I’ve only made a few posts on this blog and so far the most painful part of the process – by a wide margin – is digging out marvel.com links for the issues I’m talking about.
In my last post, I even discovered that Marvel Comics (1939) # 1 – surely a book of at least some historical note – can’t actually be read through marvel.com. It’s available on MU, but Marvel’s own website won’t let you read it.
Use the MU App Regardless of your Hardware
Thankfully, the mobile app for MU is halfway decent. It’s good on a phone, great on a tablet, and it does a better job than marvel.com on a desktop.
I use a free Android emulator – BlueStacks – to run the MU app on my creaky old Windows 7 desktop. This is just one potential solution; there are plenty of others. Pick your poison!
Even if you’re not writing acres of text like I am, it can be handy to jot down some basic notes about what you have and haven’t read. When using the MU app, you get basically two options for flagging comics: mark as read/unread and add/remove from your library. If you plan on reading more than a few dozen comics (and why would you subscribe to a service like this if not to read hundreds and hundreds of comics), these two blanket categories are not going to be enough.
Do Not Trust Read Offline
MU offers you the theoretically useful ability to download up to 12 books to your device so that you can read at your leisure even outside of the protective blanket of wifi coverage. In practice, I’ve seen countless posts from frustrated subscribers who cannot get this feature to behave as advertised for love or money.

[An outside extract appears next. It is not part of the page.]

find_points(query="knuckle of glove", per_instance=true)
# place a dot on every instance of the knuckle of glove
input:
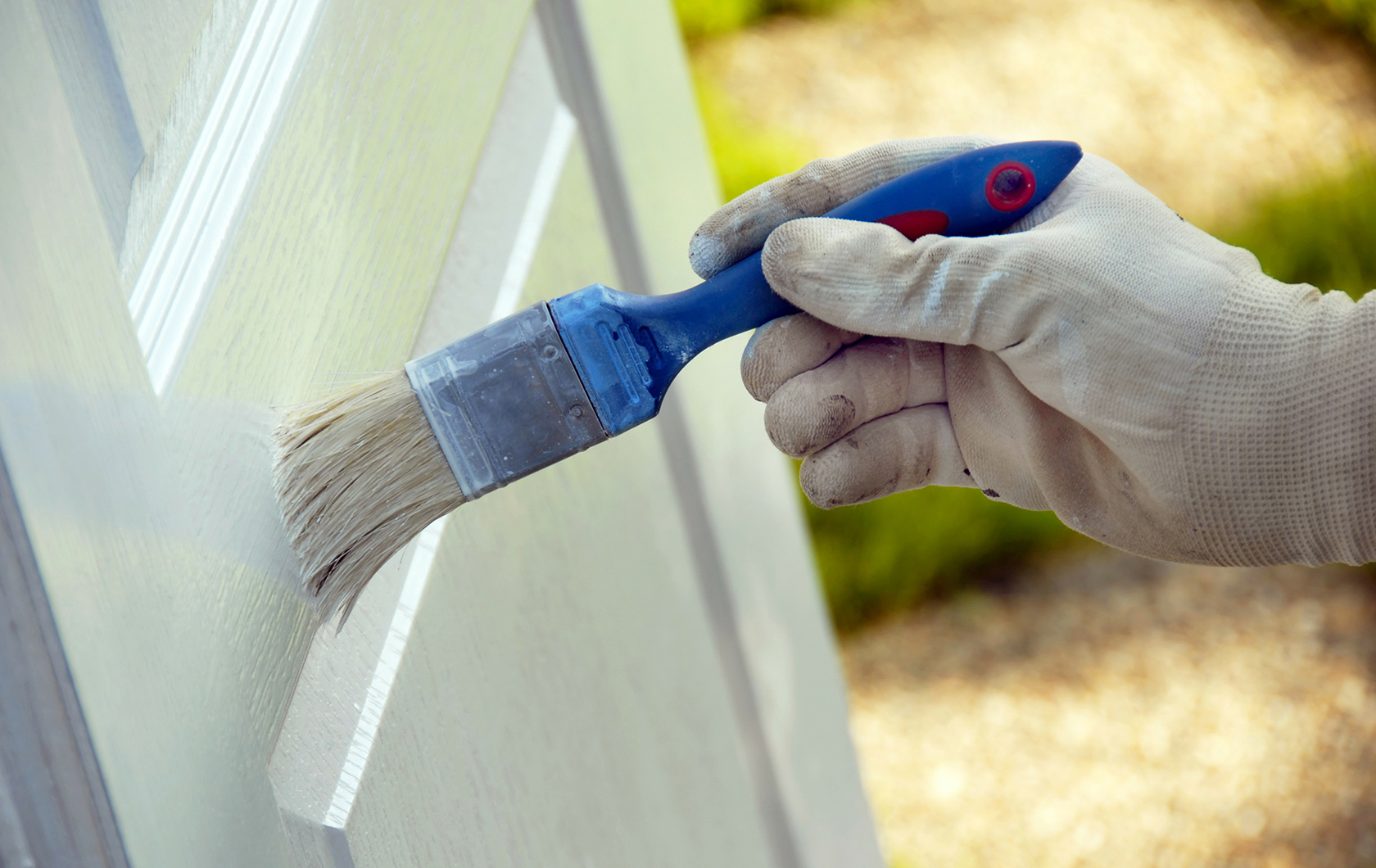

For a start, “offline” doesn’t really mean “offline.” The app is going to need to talk to the Marvel servers if for no other reason than to confirm you have a valid MU account. So you’ll have to have some kind of internet connection. Beyond that, the app seems to have a devilish propensity for dumping everything you’ve downloaded and pulling fresh files at the drop of a hat.
Mind Your Data
One major weakness of the MU app is that there are no internal controls for how it uses your internet connection. Hooked to blazing-fast wifi? Stuck on your carrier’s mobile data network? MU don’t give a F#)@. It will happily download hundreds of megabytes of comics even if you’re communicating through a Soviet-era cellular network in the depths of Kazakhstan. (This is just a joke; in all seriousness I bet there are places that get much worse cellular service than Kazakhstan. Much of the United States, for example.)
Your device o’ choice should have settings that allow you to control data access on a per-application level. I strongly advise using them with the MU app.